Introduction: Trastuzumab has significantly improved survival outcomes for women with HER2 over-expressing early breast cancer. Observed short term cardiac toxicity appears reversible in the majority of cases and confidence in the long term safety is growing. Despite this, reported follow-up from adjuvant trastuzumab clinical trials does not extend beyond six years. If trastuzumab causes myocardial cell death with loss of cardiac reserve in addition to reversible myocardial stress alone, this may lead to an increased long term risk of congestive heart failure (CHF). The future incidence of this possible late cardiac toxicity remains uncertain. The aim of this study is to quantify the consequences of scenarios of late cardiac toxicity on the survival benefit and cost-effectiveness of adjuvant trastuzumab for women treated for HER2 over-expressing early breast cancer.

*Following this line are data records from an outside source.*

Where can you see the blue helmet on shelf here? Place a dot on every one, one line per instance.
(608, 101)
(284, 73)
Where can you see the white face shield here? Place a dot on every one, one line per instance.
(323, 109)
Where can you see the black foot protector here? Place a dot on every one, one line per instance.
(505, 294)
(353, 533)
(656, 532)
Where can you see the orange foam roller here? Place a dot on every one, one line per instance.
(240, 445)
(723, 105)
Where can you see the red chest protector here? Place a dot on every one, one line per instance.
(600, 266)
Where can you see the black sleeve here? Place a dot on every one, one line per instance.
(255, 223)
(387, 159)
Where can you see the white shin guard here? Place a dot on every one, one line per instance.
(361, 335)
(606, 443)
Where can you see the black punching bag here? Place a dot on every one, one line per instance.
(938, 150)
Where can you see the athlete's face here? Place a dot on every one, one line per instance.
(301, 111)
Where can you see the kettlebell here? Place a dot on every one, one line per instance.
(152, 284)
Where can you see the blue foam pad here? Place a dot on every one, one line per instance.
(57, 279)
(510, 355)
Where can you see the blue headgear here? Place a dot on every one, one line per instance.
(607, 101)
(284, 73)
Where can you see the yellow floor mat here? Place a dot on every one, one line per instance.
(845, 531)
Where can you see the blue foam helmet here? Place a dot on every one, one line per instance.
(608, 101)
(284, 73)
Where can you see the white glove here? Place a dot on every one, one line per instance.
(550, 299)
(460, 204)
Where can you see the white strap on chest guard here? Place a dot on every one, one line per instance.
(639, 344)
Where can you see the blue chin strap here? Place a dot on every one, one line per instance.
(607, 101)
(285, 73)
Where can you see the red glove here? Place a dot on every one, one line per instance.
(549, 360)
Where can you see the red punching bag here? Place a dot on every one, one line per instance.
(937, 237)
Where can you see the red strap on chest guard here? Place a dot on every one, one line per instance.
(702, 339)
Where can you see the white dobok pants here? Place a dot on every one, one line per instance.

Methods: A cost-utility analysis was performed using a discrete-state time-dependent semi-Markov model to calculate expected costs and benefits over the lifetime of an average cohort of women with HER2 over-expressing early breast cancer when treated with or without one year of adjuvant trastuzumab. The perspective was the UK NHS. Scenarios across the full range of possibility were explored along with estimates based on expert opinion to determine the impact of possible long-term cardiac toxicity on life-expectancy, quality of life and treatment costs. Probabilistic sensitivity analysis was used to characterise uncertainly around expected outcomes.

Results: With a willingness-to-pay threshold of £30,000 (GBP) per quality adjusted life-year, trastuzumab is cost-effective if the lifetime increased risk of CHF is no more than three times the average level expected in an anthracycline treated population of women diagnosed with HER2 overexpressing early breast cancer (figure 1). Life-expectancy gains from using adjuvant trastuzumab persist even if there is a high consequent lifetime risk of congestive cardiac failure (figure 2). Conclusion: The use of adjuvant trastuzumab remains the optimal clinical and economic treatment strategy even if its use leads to moderately increased levels of cardiac disease in later life. This study supports current confidence in its cost-effectiveness and safety. Long-term follow-up after current and future adjuvant breast cancer trials is essential in to reduce the uncertainty around these estimates.

Citation Information: Cancer Res 2010;70(24 Suppl):Abstract nr P5-12-02.